Places throughout the Great Lakes and Corn Belt are dealing with continued transition
from an agricultural/industrial to a post-industrial economy. Here, we examine places in the
region, dividing them into three groups: places in Canada, American places on and near the
Great Lakes region, and places in the Corn Belt itself.
The late 20th and early 21st centuries have been a period marked by steady transition
from an industrial to a post-industrial economy, with more than four-fifths of North America’s
employment base now concentrated in the tertiary and quaternary sectors. How is this
fundamental economic transition impacting the Great Lakes and Corn Belt? To be sure,
individual communities in the Great Lakes and Corn Belt have experienced ongoing economic
difficulties. As the numbers of farmers dwindled, for example, the market for farm implements
weakened and communities such as Moline and Peoria, Illinois and Waterloo, Iowa, with their
large farm implement manufacturing plants, experienced economic distress. Small farm service
communities also declined—especially those that lack easy access to interstate highways or are
off the beaten path for tourists. More diverse communities and cities such as Chicago and
Toronto have been more successful in dealing with short-run economic stresses. Those initially
more oriented to the tertiary and quaternary sectors—for example state capitals such as
Columbus, Indianapolis, and Des Moines and university communities such as ChampaignUrbana, Iowa City, and Bloomington—are also continuing to prosper.

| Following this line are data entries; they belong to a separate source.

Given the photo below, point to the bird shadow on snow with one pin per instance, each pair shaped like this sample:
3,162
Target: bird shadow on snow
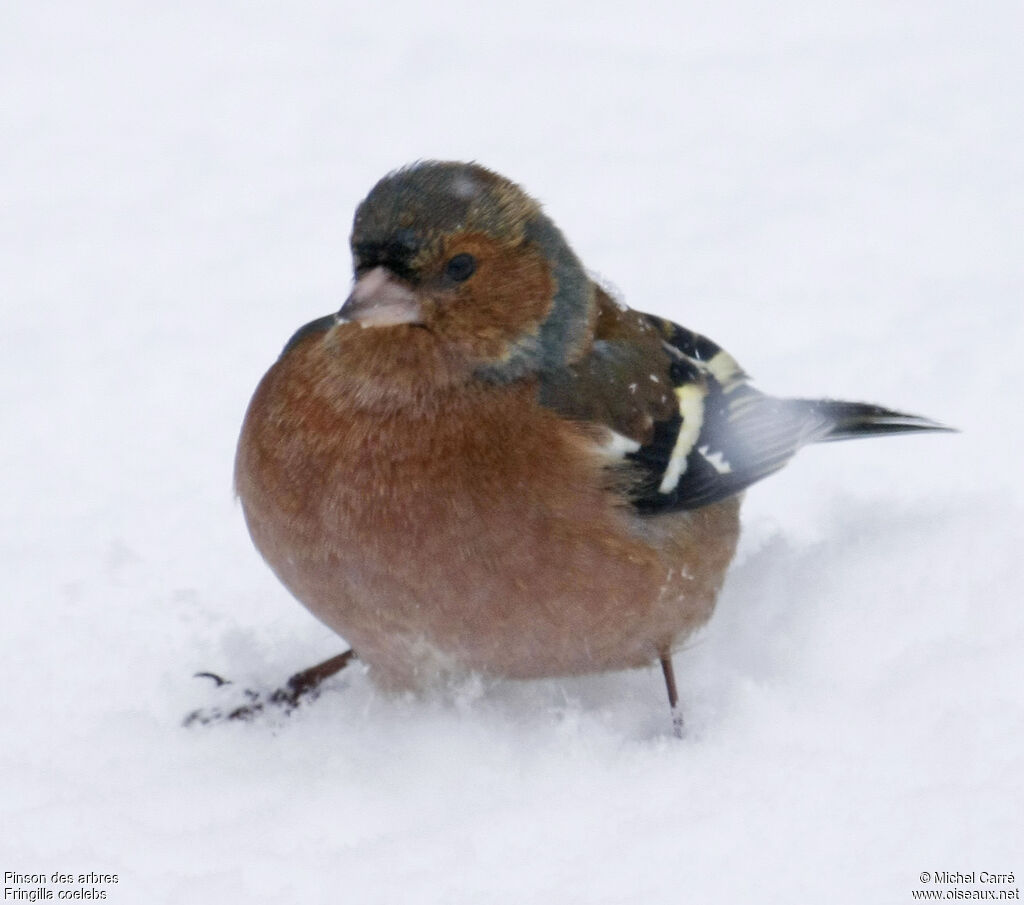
774,599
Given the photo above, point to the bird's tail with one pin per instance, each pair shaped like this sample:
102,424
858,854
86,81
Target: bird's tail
848,421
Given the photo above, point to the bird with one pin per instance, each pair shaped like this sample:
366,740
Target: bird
485,464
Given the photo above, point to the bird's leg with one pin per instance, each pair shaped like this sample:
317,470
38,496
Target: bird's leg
301,685
670,684
308,680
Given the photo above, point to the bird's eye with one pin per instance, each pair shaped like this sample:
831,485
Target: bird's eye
461,267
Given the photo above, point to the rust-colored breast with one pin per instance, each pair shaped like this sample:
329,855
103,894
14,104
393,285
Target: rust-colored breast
441,524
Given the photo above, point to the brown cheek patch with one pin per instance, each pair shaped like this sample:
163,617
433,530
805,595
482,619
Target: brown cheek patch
507,298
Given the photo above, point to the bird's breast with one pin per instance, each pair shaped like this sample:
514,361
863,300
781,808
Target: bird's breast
460,526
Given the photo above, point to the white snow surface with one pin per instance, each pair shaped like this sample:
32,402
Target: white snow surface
833,191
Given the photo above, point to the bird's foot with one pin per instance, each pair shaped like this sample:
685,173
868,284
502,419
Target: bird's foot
301,687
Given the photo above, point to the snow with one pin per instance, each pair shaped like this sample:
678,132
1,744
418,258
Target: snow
834,192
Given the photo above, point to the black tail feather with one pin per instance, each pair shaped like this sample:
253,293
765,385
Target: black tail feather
848,421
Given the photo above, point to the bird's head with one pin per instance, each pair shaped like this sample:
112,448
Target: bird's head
463,253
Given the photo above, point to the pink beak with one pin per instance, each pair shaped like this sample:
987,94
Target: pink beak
379,300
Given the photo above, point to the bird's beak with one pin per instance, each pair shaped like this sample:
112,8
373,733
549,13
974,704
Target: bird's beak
379,300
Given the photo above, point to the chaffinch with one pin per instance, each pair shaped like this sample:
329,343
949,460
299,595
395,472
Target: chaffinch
484,464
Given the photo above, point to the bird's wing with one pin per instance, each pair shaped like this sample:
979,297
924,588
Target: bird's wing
680,410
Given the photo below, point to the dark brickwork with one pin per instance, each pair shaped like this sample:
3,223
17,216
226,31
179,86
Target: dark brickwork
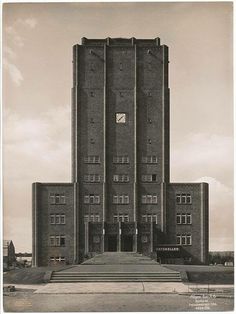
120,129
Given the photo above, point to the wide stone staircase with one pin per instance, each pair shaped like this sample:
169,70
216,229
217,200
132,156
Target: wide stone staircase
117,267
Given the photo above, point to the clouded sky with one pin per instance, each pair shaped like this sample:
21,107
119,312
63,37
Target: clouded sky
37,81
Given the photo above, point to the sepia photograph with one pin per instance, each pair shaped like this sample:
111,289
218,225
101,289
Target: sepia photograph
118,157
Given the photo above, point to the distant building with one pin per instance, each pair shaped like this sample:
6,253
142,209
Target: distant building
9,257
120,197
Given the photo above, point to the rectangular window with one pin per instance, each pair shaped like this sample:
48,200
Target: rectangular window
52,241
144,218
183,198
183,239
189,219
52,199
154,219
189,239
149,159
52,219
120,199
63,219
92,159
92,178
178,219
62,241
126,218
57,240
189,199
120,159
178,239
120,178
57,198
183,219
57,219
91,199
178,198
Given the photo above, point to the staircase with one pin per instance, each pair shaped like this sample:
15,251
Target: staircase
117,267
115,277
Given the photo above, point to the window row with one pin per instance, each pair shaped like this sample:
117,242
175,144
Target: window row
92,199
149,160
57,240
92,178
121,178
92,218
184,239
55,198
54,259
149,178
121,160
120,199
184,219
120,218
57,219
183,198
149,218
149,199
94,159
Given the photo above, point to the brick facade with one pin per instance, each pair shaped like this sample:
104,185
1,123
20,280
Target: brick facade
120,198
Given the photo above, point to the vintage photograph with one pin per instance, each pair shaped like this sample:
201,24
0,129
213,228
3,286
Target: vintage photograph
117,157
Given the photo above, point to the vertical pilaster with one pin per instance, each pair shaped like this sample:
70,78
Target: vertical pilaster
76,223
86,237
35,224
119,237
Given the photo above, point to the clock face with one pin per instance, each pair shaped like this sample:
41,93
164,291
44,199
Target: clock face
120,117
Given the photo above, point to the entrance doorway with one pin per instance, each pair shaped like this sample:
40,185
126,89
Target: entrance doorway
127,243
112,243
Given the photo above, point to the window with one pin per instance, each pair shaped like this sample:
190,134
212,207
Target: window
92,159
178,239
149,199
55,198
149,159
189,239
62,241
57,219
149,218
149,178
120,159
92,218
52,219
92,199
178,219
184,239
63,219
189,199
92,178
178,199
189,219
52,241
120,199
120,218
184,219
120,178
183,198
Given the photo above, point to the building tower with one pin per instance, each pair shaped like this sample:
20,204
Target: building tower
120,198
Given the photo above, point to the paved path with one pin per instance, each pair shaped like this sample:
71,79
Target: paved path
111,288
114,258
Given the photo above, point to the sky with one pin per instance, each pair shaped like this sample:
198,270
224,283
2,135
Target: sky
37,81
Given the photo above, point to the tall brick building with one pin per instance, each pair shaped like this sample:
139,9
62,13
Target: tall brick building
120,197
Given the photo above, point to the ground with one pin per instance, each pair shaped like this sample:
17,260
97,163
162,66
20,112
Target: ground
30,302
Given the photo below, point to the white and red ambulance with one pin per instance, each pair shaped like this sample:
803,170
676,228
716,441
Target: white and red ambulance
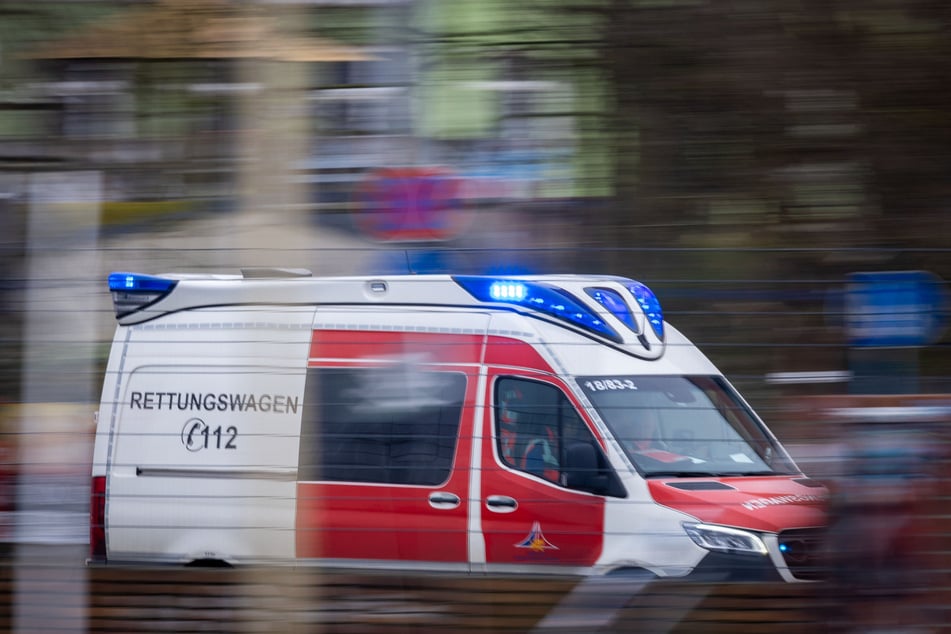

Overall, however, the future of the Great Lakes and Corn Belt is bright. The same
advantages that have made the Heartland prosperous for the past two centuries will continue to
operate to the Great Lakes and Corn Belt’s advantage today. The region’s central location,
buttressed by easy air, land, and water connections to places throughout the world, represents a
significant economic advantage for many types of businesses. The region’s population is large,
well-educated, and diverse. Concentrations of capital in the area will no doubt continue to work
to the region’s advantage. Individual communities within the Great Lakes and Corn Belt will no
doubt continue to be impacted by transition to a post-industrial economy. However, the status of
the Great Lakes and Corn Belt as a significant core region is unlikely to change in the near
future, and it will likely play a major role in the life of North America for many decades to come.